Well she is not wet or cold (we live in S. Florida) and I'm in the process of shaving her. I don't have the budget to take her to a groomer right now so I'm doing it all myself. She mostly has mats on her neck and legs now. 

I have gotten rid of a lot of them and at the skin...aside from being dirty, it seems to be okay. I have not found a sores or anything and she doesn't flinch or complain when I brush them out not even if I pull a little hard.

I suppose I will just keep shaving then. Once all the mats are gone I will do a thorough shampooing to clean her skin and whatever fur doesn't get shaved off.

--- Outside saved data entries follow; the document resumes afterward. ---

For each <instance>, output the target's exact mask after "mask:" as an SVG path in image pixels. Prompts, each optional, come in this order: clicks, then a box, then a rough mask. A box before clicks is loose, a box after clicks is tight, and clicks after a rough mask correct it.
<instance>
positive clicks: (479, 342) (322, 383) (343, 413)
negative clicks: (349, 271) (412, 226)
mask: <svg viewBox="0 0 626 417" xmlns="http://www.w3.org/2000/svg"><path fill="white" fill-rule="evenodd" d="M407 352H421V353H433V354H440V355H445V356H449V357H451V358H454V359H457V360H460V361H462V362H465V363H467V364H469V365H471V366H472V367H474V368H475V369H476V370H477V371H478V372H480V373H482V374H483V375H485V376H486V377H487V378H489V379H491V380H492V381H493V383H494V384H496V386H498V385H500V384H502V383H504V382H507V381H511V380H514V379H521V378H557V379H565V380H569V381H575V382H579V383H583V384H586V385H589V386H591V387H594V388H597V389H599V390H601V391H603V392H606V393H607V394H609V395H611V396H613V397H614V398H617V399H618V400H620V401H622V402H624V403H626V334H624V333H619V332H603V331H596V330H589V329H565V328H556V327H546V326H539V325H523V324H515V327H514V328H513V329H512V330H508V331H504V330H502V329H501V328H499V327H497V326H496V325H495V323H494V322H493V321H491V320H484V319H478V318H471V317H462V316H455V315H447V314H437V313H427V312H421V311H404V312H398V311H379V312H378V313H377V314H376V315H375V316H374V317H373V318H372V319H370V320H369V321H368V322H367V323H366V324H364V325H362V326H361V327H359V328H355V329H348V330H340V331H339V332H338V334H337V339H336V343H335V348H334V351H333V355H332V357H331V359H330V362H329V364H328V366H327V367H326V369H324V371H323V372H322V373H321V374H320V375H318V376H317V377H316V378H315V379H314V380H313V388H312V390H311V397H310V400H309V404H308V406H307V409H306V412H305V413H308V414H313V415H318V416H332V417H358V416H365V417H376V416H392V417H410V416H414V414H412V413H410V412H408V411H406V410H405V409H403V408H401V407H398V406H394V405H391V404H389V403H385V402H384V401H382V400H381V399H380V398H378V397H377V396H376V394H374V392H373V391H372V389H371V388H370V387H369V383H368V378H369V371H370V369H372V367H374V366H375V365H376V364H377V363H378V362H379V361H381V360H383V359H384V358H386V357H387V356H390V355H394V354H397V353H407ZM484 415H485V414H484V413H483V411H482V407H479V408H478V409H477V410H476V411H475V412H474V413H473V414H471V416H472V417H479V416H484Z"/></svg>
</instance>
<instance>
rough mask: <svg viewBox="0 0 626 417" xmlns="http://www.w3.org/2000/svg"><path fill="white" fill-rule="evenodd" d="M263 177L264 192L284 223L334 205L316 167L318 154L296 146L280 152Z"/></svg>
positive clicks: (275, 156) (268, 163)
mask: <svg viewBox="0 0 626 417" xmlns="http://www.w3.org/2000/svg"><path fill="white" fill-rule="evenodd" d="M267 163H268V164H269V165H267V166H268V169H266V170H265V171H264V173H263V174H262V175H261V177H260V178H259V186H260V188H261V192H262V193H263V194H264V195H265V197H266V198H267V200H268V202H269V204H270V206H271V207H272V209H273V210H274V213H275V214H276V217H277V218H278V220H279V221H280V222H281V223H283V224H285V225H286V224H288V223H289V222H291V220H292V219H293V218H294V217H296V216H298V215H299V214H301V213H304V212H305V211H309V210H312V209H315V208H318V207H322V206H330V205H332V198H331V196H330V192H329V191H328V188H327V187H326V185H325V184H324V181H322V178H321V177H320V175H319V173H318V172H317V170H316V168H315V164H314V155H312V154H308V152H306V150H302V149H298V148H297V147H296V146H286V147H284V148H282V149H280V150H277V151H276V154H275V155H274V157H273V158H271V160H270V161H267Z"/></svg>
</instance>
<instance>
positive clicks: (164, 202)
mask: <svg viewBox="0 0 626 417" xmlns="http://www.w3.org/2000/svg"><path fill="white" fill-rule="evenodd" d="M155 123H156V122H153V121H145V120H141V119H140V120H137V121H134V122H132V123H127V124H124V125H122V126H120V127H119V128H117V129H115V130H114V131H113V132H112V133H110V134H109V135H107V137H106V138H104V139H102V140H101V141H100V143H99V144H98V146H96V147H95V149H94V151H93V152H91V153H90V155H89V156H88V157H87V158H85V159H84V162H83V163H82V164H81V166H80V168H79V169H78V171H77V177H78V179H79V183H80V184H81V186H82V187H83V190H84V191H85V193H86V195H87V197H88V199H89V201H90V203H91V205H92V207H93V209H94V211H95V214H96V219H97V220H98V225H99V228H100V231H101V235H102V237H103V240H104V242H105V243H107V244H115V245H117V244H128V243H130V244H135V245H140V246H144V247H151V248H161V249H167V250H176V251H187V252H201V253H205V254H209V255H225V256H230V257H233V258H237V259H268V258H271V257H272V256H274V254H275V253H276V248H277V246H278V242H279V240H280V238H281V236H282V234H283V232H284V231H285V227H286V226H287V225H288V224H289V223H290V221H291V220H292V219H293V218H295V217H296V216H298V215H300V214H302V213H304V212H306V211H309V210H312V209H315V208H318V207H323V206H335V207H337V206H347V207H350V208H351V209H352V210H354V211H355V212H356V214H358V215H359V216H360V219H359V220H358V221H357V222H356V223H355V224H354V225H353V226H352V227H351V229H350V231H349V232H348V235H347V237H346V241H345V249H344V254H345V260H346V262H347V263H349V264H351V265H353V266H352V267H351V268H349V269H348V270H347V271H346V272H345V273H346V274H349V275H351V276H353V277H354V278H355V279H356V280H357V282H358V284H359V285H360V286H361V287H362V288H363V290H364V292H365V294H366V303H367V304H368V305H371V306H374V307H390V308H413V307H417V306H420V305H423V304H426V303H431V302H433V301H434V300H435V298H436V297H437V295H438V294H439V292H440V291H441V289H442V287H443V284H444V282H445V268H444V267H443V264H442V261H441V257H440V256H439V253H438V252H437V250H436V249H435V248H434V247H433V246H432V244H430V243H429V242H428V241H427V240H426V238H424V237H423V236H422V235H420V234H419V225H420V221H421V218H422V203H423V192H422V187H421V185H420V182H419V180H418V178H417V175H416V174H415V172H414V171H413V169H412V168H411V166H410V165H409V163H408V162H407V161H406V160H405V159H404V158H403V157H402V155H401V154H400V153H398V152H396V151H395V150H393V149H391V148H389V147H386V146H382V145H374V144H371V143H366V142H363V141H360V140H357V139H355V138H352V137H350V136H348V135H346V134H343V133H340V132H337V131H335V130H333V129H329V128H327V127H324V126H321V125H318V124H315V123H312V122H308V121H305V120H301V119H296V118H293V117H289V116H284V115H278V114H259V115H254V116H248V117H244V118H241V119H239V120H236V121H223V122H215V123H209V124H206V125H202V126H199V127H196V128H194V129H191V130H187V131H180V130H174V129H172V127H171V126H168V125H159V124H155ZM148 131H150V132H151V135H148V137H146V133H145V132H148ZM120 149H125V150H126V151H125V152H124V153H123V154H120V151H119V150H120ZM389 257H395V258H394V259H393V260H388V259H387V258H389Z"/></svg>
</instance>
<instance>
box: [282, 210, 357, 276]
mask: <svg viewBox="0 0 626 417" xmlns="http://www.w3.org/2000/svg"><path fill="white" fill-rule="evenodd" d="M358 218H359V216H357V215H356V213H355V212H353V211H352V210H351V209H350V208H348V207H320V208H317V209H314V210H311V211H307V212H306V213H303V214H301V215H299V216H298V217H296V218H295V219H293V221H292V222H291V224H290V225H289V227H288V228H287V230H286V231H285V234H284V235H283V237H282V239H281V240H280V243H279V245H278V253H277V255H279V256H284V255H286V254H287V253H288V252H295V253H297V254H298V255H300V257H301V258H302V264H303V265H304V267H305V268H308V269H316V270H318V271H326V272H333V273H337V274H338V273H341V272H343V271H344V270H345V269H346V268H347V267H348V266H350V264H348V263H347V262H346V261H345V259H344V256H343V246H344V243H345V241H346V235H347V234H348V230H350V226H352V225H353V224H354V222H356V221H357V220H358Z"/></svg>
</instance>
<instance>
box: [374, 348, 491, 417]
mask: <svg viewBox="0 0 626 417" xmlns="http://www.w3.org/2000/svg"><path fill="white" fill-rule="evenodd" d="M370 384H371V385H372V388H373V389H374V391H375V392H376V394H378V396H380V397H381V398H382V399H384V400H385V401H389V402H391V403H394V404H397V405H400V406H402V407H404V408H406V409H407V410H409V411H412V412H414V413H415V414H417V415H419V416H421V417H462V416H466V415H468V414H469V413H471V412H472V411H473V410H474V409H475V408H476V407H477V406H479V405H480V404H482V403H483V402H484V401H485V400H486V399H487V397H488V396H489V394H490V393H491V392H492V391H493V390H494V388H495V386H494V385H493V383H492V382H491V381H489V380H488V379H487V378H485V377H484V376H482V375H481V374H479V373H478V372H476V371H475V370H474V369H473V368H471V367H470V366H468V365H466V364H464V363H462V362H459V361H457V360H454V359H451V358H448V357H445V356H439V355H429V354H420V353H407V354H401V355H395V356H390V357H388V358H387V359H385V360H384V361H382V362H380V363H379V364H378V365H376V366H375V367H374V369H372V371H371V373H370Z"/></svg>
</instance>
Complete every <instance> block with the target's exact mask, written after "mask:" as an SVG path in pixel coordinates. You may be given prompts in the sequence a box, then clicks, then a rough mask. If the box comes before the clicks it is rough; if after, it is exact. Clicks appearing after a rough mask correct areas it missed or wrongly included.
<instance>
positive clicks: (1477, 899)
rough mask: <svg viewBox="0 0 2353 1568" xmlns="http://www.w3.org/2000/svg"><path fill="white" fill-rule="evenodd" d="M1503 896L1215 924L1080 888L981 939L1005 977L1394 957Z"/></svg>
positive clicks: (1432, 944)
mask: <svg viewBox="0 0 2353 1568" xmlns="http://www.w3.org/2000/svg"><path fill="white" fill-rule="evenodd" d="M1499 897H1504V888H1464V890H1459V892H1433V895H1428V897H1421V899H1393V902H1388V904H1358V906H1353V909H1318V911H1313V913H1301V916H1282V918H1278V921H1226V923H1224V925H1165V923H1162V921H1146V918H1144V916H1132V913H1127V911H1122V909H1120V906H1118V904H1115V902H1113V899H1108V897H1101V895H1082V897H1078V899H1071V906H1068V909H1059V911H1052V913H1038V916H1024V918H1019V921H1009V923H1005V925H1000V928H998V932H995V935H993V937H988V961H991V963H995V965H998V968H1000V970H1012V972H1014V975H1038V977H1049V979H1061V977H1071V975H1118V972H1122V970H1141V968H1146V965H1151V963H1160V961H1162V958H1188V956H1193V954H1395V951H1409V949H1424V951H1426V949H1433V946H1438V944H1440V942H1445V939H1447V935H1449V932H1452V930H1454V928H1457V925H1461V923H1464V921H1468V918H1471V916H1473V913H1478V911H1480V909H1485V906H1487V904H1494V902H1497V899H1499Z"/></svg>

I don't think calling AC will be necessary. My parents love the dog. They are just old and don't know much about doggie care, and they don't realize how bad matted fur can be. That's why I decided to take care of the dog.


----------



## scropper (May 26, 2009)

sounds like you're doing a great thing by taking over here for this dog in need. i know some places in some states have vets that are free of charge or very little for a check up or shots for those that can't afford it. you might look into that. good luck!


----------



## luvntzus (Mar 16, 2007)

You're in the process of shaving her? She needs to be shaved down completely, not just shave the mats out and then try to brush the rest of the hair. That will be a huge mess and result in a very strange looking dog. It's best to shave off all the fur and start over with brushing as it grows out. I'm sure there are lots of videos online if you need help with how to do it.


----------